Ethics opinion addresses charging former clients for copies of files
A former client calls your office and requests copies of his or her old files, which may be years old and perhaps in storage at another location. Or suppose it’s a current client for whom you have, at your cost, conducted discovery in a medical malpractice case and now the client wants to take that and engage another attorney.
What, if anything, are you allowed to charge for copying and providing those records?
The Professional Ethics Committee on March 23 adopted an amendment to an older ethics opinion to help provide guidance for Bar members.
“The calls that are coming into the [Bar’s] Ethics Hotline are asking whether lawyers can charge…for former clients when former clients call and ask for reproductions of certain portions of the file,” said committee member Gary Betensky, who chaired the subcommittee that drafted the amendments.
He said generally the file belongs to the lawyer and the revised opinion provides examples of what should and should not be provided to a client.
The modified opinion says lawyers generally must provide original client-provided documents particularly if they have intrinsic value; and should provide anything filed with a tribunal; executed documents prepared for use by the client; correspondence necessary to protect the client’s interests; electronic records, data, and information necessary to protect the client’s interest; discovery that has been paid for by the client; legal opinions prepared at the client’s request; and billing statements.

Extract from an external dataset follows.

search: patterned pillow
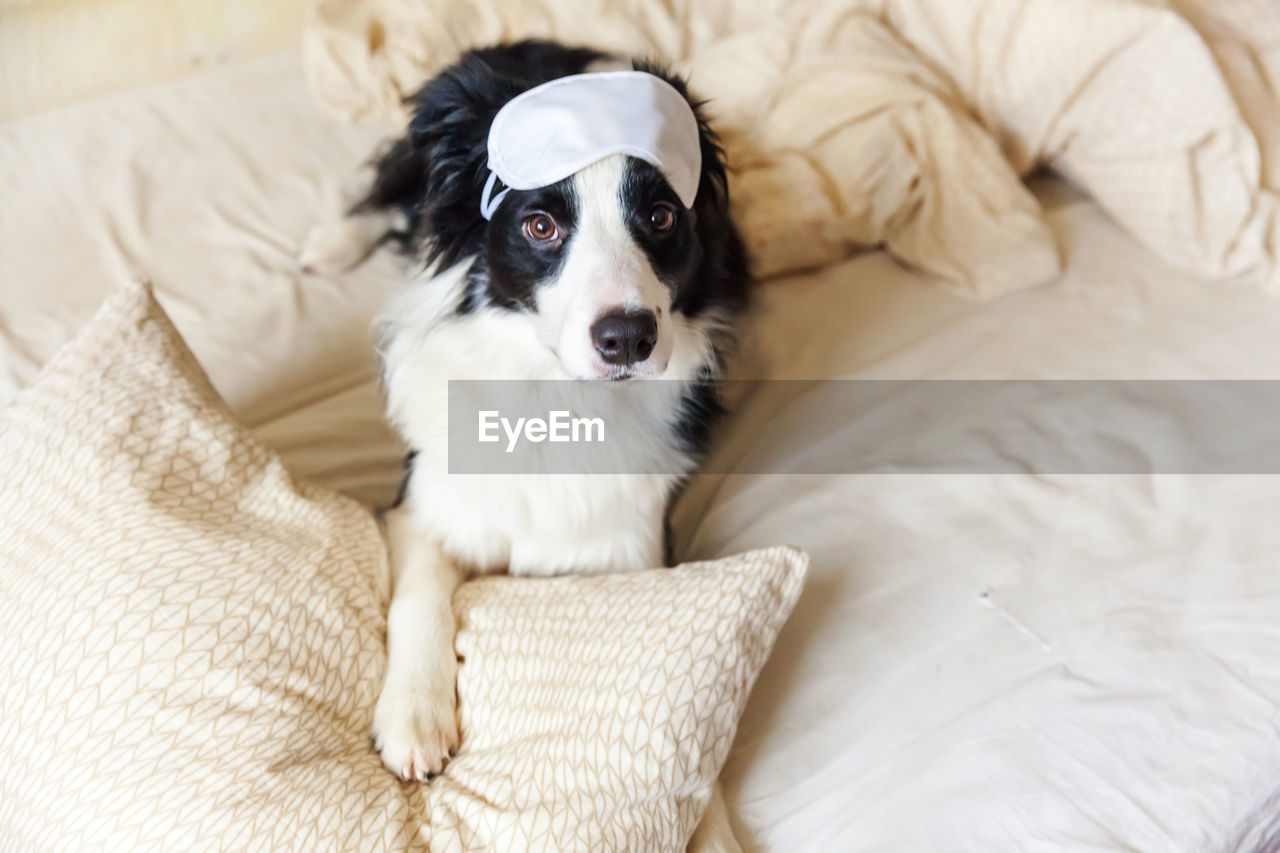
[0,286,806,850]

Clients or former clients generally would not be entitled to confidential information about other clients; internal case administration materials which could include work assignments and an assessment of the client; drafts of documents; unexecuted documents; consultations on malpractice or ethics; and internal legal memoranda and research.
The proposed opinion amendment notes the list is not comprehensive and is intended as a guide, Betensky said.
“To me, the most important sentence in this opinion…is ‘the overarching duty under [Bar Rule] 4-1.16 to take steps “reasonably practicable to protect the client’s interests” and prevent harm might necessitate providing the client with some types of materials that would ordinarily not be required,’” Betensky said.
“Most of the calls that are coming in — and there are frequent calls — are in the personal injury context,” said Virginia Buchanan, another member of the subcommittee. “It certainly provides some guidance where currently we have very little.”
The amendments apply to Ethics Opinion 88-11, which addressed an attorney’s query about providing copies of records to a client who was engaging another lawyer and had not paid costs advanced by the original attorney. The opinion discussed use of charging and retaining liens and cautioned that the use of liens could be limited by the ethical obligation for the lawyer not to prejudice the client’s interest.
The committee voted 33-0 to approve the amendments to the 1988 opinion, and those will be in a notice in the Bar News. The amended opinion is posted here.
The PEC will consider any comments to the revised opinion at its June meeting. If no comments are received, the changes will become final.